From now on, let $\Sigma$ be a closed surface different from the surfaces mentioned above. If $\Sigma$ is non-orientable, there exist a finite-cover $\Sigma' \to \Sigma$ where $\Sigma'$ is orientable; in particular, $\pi_1(\Sigma')$ is a subgroup of finite-index in $\pi_1(\Sigma)$, so, according to Theorem 3, we may suppose that $\Sigma$ is orientable, that is

$\pi_1(\Sigma)= \langle a_1, b_1, \ldots, a_g, b_g \mid [a_1,b_1] \cdots [a_g, b_g] = 1 \rangle$

for some $g \geq 2$. Noticing that the following quotient is free,

$\pi_1( \Sigma) / \langle \langle a_1 b_1^{-1}, \ldots, a_g b_g^{-1} \rangle \rangle = \langle a_1, \ldots, a_g \mid \ \rangle \simeq \mathbb{F}_g$,

we deduce that $\pi_1(\Sigma)$ is SQ-universal.

Example 2: A right-angled Artin groups is either free abelian or SQ-universal.

The right-angled Artin group associated to a finite simplicial graph $\Gamma$ is defined by the presentation

$A(\Gamma)= \langle v \in V ( \Gamma ) \mid [v_1,v_2] = 1, \ (v_1,v_2) \in E(\Gamma) \rangle$,

where $V ( \Gamma)$ and $E(\Gamma)$ denote respectively the set of vertices and edges of $\Gamma$. In particular, if $\Gamma$ is a complete graph with $n$ vertices, then $A(\Gamma)$ is the free abelian group $\mathbb{Z}^n$; if $\Gamma$ is a graph with $n$ vertices and no edges, then $A(\Gamma)$ is the free group $\mathbb{F}_n$.

For another example, if $\Gamma$ is the graph given above, then

$A(\Gamma) = \langle a,b,c,d,e \mid [a,b]= [a,c] = [a,d] = [e,b]=[e,c]=[e,d]=1 \rangle$

is isomorphic to $\mathbb{F}_2 \times \mathbb{F}_3$.

We claim that, if $\Gamma$ is not a complete graph, then $A(\Gamma)$ has a non-abelian free quotient, and in particular is a SQ-universal group.

Because $\Gamma$ is not complete, there exist two vertices $v_1,v_2$ not linked by an edge.

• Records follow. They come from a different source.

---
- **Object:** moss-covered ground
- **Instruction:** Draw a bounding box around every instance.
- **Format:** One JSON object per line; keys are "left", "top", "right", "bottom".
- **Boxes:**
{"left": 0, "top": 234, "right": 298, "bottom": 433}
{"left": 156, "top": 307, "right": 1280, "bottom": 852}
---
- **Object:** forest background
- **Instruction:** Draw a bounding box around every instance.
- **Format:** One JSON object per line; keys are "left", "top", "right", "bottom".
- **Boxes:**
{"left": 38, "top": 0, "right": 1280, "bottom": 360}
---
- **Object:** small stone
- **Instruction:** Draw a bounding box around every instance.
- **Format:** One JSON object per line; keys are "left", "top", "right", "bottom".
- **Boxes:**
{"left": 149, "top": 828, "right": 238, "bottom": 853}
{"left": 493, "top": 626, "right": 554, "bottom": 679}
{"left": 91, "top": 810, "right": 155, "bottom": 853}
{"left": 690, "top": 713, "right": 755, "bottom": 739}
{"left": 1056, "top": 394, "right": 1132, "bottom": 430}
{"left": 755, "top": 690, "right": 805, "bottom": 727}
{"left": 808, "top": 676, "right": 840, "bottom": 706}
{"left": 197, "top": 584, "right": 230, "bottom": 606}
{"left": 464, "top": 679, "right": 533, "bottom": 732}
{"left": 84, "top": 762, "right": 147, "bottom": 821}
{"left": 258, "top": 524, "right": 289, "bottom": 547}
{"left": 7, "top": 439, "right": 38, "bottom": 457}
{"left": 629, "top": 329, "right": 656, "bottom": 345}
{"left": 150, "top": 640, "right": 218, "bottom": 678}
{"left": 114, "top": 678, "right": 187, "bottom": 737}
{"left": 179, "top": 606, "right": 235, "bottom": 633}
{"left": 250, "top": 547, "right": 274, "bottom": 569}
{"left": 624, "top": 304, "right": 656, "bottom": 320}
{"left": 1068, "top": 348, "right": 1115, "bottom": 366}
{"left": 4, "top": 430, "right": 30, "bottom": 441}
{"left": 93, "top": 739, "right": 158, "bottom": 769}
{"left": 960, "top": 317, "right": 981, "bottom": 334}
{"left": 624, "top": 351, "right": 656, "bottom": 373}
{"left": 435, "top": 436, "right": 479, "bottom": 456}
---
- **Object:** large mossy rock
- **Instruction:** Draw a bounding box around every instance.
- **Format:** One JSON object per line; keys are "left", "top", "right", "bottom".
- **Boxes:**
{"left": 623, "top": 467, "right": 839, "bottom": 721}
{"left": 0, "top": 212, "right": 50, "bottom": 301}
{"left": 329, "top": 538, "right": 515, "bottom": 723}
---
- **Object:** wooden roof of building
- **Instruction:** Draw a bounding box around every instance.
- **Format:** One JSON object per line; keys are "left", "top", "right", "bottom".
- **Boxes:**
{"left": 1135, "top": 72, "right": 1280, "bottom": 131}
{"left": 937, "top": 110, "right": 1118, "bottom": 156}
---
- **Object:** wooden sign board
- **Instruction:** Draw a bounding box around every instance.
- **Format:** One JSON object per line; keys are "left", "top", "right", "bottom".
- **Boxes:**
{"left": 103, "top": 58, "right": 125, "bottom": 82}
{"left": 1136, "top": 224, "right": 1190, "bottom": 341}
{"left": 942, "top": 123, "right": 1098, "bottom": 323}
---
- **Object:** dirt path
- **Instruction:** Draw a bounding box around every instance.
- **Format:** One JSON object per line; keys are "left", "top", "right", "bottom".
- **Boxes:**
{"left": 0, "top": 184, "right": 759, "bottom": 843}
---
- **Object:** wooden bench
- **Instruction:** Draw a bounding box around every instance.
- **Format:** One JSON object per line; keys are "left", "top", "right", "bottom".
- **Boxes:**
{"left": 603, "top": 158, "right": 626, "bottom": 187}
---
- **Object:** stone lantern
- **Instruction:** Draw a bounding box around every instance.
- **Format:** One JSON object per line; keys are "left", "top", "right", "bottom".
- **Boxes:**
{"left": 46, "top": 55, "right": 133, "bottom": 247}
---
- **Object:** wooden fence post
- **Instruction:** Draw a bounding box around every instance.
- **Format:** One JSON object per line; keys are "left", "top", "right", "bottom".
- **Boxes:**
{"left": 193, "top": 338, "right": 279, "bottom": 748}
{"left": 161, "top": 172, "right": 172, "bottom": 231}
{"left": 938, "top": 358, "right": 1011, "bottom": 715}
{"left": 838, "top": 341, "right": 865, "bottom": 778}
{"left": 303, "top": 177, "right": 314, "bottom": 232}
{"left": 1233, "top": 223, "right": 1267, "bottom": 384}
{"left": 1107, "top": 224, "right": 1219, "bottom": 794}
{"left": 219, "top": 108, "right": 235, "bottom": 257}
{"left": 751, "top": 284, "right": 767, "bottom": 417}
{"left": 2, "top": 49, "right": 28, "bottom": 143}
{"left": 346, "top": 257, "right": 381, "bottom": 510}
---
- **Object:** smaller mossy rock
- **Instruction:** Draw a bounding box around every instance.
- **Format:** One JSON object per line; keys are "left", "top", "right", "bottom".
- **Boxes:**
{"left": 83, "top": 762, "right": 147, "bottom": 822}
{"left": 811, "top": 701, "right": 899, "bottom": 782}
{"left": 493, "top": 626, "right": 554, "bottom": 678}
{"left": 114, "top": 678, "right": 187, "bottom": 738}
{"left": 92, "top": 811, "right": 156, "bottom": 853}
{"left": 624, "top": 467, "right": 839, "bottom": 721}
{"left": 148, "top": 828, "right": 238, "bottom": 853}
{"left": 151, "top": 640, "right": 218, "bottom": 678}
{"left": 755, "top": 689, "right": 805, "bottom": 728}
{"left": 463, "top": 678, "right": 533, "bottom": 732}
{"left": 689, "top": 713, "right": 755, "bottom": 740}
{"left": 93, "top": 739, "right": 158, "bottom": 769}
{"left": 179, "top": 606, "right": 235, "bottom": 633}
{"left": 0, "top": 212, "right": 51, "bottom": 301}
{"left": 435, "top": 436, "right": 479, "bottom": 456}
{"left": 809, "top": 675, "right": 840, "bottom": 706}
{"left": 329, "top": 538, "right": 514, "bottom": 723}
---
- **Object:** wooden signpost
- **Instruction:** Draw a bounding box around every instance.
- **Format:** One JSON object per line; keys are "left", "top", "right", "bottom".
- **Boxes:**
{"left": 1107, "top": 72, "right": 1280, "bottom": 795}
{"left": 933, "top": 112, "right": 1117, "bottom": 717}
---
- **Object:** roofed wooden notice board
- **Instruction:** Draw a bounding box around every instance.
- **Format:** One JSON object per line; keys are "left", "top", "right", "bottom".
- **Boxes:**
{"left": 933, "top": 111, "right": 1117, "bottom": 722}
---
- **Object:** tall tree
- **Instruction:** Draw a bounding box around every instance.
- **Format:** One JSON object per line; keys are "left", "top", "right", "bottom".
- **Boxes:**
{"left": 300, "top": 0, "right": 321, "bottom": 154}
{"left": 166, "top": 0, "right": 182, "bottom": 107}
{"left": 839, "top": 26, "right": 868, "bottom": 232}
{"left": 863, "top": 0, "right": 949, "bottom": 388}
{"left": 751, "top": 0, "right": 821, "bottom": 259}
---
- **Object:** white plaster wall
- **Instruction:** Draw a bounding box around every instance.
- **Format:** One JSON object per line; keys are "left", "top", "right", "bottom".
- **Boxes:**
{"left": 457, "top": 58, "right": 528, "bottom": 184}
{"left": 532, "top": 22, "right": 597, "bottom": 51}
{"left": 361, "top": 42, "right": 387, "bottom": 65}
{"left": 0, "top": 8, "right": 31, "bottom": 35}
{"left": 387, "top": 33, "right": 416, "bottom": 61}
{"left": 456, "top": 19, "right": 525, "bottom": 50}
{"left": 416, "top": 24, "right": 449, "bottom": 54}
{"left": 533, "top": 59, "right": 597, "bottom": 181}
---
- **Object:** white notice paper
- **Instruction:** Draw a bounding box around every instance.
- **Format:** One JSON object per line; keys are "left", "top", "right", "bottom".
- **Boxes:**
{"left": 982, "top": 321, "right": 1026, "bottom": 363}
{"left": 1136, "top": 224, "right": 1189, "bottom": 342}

Let $\Gamma_1$ denote the subgraph induced by $v_1$ and its neighbors, and $\Gamma_2$ the subgraph induced by $V(\Gamma) \backslash \{ v_1 \}$. Then $\Gamma_1$ and $\Gamma_2$ are non-empty, since $v_1 \in \Gamma_1$ and $v_2 \in \Gamma_2$, they cover $\Gamma$, and $\Gamma \backslash (\Gamma_1 \cap \Gamma_2)$ is not connected, because $v_1$ and $v_2$ are separated by $\Gamma_1 \cap \Gamma_2$. Now, quotienting $A(\Gamma)$ by the subgroup

$\langle \langle v \in V(\Gamma_1) \cap V(\Gamma_2), \ uv^{-1} \ (u,v \in V(\Gamma_1)), \ uv^{-1} \ (u,v \in V( \Gamma_2 ) ) \rangle \rangle$,

we get the free group $\langle a , b \mid \ \rangle$. For an explicit example, let us consider the following graph:

So, the associated right-angled Artin group is

$\langle a, b , c, d \mid [a,b] = [a,c] = [b,c] = [b,d] = [c,e] = [d,e] = 1 \rangle$.

Quotienting by the subgroup $\langle \langle b,c, de^{-1} \rangle \rangle$, we get the free group $\langle a,d \mid \ \rangle$.

Example 3: If $A$ and $B$ are two finite groups with $|A| \geq 2$ and $|B| \geq 3$, then the free product $A \ast B$ is a SQ-universal group.

We proved in the previous note A free group contains a free group of any rank that

$\{ [a , b ] \mid a \in A \backslash \{ 1 \}, b \in B \backslash \{ 1 \} \}$

is a free basis of the derived subgroup $D$ of $A \ast B$. Furthermore, the quotient $(A \ast B) / D \simeq A \times B$ is finite, so that $D$ is a non-abelian free subgroup of finite index in $A \ast B$. From Theorem 3, we deduce that $A \ast B$ is SQ-universal.

For example, $SL(2,\mathbb{Z})$ is SQ-universal, because it has the SQ-universal group

$PSL(2,\mathbb{Z}) \simeq \mathbb{Z}_2 \ast \mathbb{Z}_3$

as a quotient. (See An elementary application of ping-pong lemma for an elementary proof of this fact.)